“Hayden, you’re scaring me,” she cried.
“Dad,” he said in a tortured voice. “I called Dad and told him I knew she was sneaking out to hook up so she’d get in trouble. And he flew into a rage.”
For a long moment, they simply stared at each other, questions hanging in the air. “Then why didn’t he stop her?”
Hayden’s eyes filled with misery and he shook his head. “I think he tried to find her.” Hayden made an agonized sound. “When I got home later that night, he was gone.”
“Oh, God, Dad lied to the police.” A dizzy spell assaulted Tilly. She’d hoped by searching for the truth she’d be able to bring her family back together.
But if her father was involved in Ruth’s disappearance, it would tear them apart forever.
EIGHTY-SIX
Green Gardens Cemetery
The memorial at the graveyard had been vandalized. Not only had it been spray painted with red paint, but someone had stuck a pitchfork in front of it as if to indicate the devil was present on the land.
There was opposition to the memorial and others in favor. Some locals claimed they didn’t want it because it drew attention to the toxic land. Members of the community wanted folks to move back and help Brambletown get back on its feet.
Others wanted attention to the deaths and illnesses caused by the toxins as a reminder to the government that they’d abandoned the clean-up process and to take action.
But he hadn’t come here to see it. Hetty had called and asked him to meet her. She didn’t have to say exactly where.
He knew.
He walked past the old graves, his stomach twisting at the sight of two children’s headstones. The fire had once wiped out entire families, the toxins killing others slowly with cancers, lung diseases and other illnesses. He stepped onto the land that had once been a forest of green but now looked brown and barrenand wove along the unmarked path, hating the silence of the woods without forest creatures.

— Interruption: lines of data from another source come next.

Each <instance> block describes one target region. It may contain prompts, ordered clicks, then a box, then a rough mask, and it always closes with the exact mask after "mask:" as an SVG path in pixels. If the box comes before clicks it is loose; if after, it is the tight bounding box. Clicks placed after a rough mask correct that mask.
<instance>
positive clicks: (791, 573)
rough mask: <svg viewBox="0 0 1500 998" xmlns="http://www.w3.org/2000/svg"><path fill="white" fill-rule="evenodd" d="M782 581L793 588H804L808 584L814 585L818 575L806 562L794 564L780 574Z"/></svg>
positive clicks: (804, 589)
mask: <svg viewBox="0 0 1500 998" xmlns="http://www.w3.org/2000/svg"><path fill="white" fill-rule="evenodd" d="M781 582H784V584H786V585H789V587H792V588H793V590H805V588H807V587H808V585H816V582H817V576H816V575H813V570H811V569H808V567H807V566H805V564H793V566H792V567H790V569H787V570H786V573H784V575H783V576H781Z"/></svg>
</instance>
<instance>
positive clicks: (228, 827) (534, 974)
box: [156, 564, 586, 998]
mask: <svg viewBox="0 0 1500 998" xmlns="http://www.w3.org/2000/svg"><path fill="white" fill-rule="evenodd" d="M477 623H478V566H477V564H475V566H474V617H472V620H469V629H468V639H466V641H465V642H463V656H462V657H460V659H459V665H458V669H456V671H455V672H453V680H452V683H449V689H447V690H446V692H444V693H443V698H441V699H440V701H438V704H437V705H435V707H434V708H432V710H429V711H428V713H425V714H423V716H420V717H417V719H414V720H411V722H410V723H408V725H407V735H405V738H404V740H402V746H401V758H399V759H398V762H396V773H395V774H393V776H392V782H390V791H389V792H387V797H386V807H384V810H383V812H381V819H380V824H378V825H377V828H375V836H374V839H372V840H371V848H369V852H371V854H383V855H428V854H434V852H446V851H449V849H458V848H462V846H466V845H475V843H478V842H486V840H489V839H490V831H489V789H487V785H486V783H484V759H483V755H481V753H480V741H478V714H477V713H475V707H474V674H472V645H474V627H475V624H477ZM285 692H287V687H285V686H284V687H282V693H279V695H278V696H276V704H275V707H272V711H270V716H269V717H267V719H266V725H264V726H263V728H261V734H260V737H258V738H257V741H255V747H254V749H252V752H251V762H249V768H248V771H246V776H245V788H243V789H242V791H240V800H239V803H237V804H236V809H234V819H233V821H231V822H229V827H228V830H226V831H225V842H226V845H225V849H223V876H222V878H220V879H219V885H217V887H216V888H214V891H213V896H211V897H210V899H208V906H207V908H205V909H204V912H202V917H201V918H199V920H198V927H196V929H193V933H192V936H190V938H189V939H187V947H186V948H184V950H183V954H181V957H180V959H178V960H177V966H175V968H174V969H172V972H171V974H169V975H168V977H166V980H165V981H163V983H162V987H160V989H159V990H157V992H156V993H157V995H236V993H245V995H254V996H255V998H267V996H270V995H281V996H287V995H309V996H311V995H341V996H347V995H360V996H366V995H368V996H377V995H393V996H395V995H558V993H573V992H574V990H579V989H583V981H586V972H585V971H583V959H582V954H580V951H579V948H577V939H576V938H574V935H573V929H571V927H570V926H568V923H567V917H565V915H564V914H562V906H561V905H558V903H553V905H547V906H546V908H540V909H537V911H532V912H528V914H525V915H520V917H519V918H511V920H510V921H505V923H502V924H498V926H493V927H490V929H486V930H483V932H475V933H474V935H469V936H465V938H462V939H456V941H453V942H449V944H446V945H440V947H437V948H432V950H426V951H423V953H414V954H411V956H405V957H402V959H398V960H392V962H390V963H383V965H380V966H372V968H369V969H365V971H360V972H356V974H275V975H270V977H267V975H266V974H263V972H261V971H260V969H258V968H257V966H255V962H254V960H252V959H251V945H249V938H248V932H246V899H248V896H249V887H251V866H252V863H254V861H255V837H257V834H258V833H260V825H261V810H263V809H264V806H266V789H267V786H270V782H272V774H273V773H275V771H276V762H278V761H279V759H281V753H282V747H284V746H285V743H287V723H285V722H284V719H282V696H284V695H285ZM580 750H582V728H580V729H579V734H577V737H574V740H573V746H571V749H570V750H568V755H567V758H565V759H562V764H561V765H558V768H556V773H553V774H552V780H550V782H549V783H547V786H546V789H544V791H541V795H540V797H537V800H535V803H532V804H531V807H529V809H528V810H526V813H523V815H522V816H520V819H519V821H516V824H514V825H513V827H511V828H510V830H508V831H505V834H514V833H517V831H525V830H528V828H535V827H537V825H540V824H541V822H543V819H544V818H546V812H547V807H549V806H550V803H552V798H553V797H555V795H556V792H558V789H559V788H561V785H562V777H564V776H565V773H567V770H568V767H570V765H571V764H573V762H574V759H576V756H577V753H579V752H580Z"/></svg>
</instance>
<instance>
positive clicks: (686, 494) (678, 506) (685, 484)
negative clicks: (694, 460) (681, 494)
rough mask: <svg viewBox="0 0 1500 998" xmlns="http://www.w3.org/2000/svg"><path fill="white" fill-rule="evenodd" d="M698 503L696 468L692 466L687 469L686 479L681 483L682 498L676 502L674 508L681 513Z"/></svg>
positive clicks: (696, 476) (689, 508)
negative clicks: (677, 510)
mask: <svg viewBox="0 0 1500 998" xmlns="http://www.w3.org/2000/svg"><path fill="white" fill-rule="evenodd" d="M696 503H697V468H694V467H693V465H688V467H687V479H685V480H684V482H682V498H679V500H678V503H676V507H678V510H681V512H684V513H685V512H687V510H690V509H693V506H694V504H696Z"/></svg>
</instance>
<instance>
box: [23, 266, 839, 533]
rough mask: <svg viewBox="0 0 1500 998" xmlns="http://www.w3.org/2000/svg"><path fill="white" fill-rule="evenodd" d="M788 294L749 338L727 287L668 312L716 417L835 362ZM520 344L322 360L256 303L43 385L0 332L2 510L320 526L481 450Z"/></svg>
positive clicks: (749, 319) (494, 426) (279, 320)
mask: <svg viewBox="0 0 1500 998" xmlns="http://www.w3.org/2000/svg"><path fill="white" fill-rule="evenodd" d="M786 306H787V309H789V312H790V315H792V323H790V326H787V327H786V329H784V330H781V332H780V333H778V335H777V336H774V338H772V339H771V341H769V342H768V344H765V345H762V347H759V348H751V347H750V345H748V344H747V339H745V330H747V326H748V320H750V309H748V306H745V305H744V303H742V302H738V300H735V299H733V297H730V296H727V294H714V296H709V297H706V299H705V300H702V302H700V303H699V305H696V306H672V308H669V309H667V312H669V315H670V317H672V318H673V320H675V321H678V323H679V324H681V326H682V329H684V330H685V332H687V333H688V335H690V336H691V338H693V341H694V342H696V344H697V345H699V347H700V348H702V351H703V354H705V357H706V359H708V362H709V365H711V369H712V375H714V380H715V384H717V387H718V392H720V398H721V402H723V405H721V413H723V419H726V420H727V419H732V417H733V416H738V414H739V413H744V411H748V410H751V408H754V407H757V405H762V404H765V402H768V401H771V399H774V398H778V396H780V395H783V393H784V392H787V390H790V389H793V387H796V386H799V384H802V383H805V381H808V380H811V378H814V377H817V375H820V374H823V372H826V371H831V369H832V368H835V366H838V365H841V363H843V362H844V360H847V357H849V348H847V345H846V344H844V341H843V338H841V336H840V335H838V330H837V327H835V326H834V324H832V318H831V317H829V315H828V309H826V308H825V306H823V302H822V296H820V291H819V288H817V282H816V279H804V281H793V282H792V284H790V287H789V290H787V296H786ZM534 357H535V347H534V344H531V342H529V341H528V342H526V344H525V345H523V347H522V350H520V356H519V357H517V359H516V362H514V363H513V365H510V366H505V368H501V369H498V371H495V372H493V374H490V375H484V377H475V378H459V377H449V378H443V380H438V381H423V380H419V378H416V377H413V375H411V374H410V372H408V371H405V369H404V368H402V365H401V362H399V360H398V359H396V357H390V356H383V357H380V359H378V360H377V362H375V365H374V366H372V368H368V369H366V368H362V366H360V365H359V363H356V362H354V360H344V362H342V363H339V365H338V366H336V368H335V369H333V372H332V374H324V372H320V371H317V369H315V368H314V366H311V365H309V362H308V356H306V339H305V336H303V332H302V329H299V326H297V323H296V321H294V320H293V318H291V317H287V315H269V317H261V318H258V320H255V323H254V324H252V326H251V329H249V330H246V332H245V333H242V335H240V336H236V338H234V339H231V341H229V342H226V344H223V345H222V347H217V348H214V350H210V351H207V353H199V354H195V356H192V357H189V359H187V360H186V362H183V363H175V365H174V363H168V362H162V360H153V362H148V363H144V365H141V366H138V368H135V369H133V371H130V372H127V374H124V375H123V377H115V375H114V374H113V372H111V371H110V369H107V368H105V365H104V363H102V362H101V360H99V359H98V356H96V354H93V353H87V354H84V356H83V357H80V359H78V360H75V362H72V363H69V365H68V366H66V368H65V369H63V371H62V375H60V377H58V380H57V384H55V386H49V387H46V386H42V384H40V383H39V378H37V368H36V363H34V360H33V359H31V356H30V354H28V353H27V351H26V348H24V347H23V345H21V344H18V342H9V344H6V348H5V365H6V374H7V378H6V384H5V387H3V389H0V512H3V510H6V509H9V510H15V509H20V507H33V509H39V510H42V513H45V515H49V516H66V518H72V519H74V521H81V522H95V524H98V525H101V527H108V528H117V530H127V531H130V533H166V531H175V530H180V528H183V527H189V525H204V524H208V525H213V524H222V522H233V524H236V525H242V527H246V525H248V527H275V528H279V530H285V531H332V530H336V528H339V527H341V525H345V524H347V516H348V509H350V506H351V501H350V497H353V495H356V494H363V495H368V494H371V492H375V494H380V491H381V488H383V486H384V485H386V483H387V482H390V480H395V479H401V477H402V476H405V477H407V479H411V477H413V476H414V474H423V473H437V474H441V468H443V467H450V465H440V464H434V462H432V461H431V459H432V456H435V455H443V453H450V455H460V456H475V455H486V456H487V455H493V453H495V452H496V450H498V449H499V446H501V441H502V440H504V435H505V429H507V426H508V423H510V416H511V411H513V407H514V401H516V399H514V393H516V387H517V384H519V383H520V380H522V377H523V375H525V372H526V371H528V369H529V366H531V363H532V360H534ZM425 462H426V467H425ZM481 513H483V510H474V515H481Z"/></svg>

A cold breeze picked up, rustling dry brush and reminding him of death. He trudged on, his memories suffocating. Yet if he had to go back, he’d do the same thing all over again.

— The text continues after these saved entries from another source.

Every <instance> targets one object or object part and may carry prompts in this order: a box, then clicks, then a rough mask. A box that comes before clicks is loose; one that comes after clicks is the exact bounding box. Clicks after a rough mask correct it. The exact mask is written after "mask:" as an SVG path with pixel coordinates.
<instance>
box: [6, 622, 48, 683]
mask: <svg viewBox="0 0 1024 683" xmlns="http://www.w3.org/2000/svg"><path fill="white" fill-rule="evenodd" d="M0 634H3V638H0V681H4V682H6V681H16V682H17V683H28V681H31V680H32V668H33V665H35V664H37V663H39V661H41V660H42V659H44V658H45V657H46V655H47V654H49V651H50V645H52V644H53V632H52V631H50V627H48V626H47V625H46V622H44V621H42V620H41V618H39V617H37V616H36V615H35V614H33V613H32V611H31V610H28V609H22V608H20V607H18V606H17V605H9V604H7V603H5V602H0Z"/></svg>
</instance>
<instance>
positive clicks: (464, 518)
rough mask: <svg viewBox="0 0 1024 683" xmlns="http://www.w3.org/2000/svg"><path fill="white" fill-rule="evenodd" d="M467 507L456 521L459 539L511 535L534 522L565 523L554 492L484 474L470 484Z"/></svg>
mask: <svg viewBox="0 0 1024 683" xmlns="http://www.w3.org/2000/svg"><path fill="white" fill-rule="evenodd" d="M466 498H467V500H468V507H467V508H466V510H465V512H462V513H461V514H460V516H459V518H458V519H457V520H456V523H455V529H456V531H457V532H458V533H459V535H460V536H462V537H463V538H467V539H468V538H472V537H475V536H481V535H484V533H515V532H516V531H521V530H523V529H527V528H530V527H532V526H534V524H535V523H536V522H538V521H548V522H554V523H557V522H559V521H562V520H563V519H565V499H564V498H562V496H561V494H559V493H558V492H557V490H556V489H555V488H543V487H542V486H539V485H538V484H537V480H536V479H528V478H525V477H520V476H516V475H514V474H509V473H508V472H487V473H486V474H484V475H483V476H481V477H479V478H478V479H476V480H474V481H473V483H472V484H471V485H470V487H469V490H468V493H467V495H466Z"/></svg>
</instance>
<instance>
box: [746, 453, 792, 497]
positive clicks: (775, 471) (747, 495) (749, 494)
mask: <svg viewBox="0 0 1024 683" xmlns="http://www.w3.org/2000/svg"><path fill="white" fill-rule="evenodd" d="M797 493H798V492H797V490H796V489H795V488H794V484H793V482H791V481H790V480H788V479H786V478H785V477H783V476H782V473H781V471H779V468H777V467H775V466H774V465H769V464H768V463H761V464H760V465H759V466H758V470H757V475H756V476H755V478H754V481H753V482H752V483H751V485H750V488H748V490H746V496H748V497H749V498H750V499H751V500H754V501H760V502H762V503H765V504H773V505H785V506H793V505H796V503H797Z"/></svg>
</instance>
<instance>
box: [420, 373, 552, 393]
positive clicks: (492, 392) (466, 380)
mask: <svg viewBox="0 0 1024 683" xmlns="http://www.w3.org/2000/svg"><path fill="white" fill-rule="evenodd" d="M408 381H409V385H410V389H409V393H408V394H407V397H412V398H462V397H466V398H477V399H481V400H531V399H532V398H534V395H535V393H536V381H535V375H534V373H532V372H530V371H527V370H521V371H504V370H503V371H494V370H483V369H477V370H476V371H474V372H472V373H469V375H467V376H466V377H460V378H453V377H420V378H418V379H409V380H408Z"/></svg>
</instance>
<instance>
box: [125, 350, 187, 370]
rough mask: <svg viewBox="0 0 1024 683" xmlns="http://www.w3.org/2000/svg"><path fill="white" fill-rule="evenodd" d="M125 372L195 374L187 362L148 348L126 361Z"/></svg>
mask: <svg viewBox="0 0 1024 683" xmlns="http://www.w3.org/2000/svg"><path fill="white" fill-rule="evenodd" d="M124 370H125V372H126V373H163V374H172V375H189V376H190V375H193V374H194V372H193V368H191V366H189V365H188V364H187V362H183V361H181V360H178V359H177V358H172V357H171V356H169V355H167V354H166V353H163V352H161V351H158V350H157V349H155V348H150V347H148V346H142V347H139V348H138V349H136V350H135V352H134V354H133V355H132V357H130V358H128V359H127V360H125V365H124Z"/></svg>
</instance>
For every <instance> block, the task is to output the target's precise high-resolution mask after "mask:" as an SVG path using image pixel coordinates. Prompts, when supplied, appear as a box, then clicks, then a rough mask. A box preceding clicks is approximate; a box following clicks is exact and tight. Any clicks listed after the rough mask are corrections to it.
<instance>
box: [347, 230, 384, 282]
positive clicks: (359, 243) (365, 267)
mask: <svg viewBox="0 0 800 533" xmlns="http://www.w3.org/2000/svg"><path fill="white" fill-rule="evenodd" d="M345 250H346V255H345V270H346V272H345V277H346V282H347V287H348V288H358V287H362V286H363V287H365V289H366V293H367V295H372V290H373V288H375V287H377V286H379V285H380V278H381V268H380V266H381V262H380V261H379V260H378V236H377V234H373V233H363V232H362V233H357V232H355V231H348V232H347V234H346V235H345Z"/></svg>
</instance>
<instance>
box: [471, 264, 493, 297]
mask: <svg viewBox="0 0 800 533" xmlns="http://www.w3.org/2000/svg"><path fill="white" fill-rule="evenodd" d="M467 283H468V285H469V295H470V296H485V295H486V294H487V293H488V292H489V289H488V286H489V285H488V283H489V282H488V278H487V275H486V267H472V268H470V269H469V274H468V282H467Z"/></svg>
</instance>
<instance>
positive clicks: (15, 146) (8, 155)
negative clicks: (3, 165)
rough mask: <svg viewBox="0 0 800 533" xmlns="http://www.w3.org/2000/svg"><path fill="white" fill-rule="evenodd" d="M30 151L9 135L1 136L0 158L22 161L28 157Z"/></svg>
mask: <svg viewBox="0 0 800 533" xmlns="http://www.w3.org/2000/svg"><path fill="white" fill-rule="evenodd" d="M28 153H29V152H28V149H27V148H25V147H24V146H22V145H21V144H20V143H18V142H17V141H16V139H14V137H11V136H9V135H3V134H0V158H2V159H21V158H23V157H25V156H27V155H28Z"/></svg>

Another mile in and a sense of doom overcame him just as it used to when his foster father would go ape shit and beat the hell out of him for no good reason, except the old man talked with his fists and had a machine gun mouth that constantly hammered home how nobody wanted him or would ever love him because he was a sorry piece of shit.
Ellie loves you.
At least she loves the part of you that you’ve shown to her.

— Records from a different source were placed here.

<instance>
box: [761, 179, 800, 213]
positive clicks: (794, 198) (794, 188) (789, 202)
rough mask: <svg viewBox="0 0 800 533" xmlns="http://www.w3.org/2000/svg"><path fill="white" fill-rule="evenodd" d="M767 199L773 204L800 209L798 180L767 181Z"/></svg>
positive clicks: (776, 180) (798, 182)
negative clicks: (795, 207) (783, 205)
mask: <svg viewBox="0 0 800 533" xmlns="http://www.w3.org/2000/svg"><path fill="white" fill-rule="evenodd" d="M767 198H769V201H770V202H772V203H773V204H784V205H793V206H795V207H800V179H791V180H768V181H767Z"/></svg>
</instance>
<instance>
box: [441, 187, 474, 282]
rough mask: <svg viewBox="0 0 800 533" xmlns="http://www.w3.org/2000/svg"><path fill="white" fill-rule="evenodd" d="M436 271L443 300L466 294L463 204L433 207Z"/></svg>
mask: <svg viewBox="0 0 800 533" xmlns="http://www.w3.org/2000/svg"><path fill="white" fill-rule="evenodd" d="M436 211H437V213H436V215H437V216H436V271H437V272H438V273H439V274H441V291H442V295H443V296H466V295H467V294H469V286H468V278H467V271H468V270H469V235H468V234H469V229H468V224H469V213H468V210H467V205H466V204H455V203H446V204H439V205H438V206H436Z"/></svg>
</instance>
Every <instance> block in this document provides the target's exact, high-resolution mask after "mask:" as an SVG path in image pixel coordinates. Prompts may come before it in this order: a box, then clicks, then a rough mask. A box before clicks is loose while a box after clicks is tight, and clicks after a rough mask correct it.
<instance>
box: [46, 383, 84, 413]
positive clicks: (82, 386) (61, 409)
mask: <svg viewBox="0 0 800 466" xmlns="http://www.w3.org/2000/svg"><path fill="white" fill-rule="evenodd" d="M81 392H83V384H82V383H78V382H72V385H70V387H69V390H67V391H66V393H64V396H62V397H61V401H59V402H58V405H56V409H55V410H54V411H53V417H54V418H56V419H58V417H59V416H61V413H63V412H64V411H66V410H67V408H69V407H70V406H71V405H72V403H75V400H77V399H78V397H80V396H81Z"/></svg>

Would she still love him if he confessed his sins?
A noise ahead startled him and he saw movement. Hetty? Or was someone else in the woods?
The person who’d killed Ruth, Bonnie Sylvester and Jacey Ward?
The cold wind beat at the back of his neck as he spotted Hetty hunched with a shovel in her hands standing at the very spot they’d been fifteen years ago.
Twigs snapped beneath his boots and she turned as he approached, a sinister look in her eyes. Hetty had always seemed angry and a little off, but he knew the reason. They shared a connection that way.
Earl Bramble had taken her in which everyone thought seemed a nice thing to do, except he had gotten money from his brother’s death in return. She hadn’t been his daughter and he’d used her like Cord’s foster father had used him, as a whipping post.
He glanced at the shovel clutched in her hands and noted she’d been shifting dirt and brush to make the area more natural.
Cord cleared his throat. “Why did you want to meet here? Don’t you think it’s dangerous?”
Hetty’s lips thinned, and she clenched the shovel. “It is. But I wanted to make sure you keep your mouth shut. If you don’t, I’ll ruin you.”
She raised the shovel as if to swing it toward his head, but he caught it with his hand and gave her an icy stare. “You can,” he said. “But if you do, you’ll take yourself and Ida along with me.”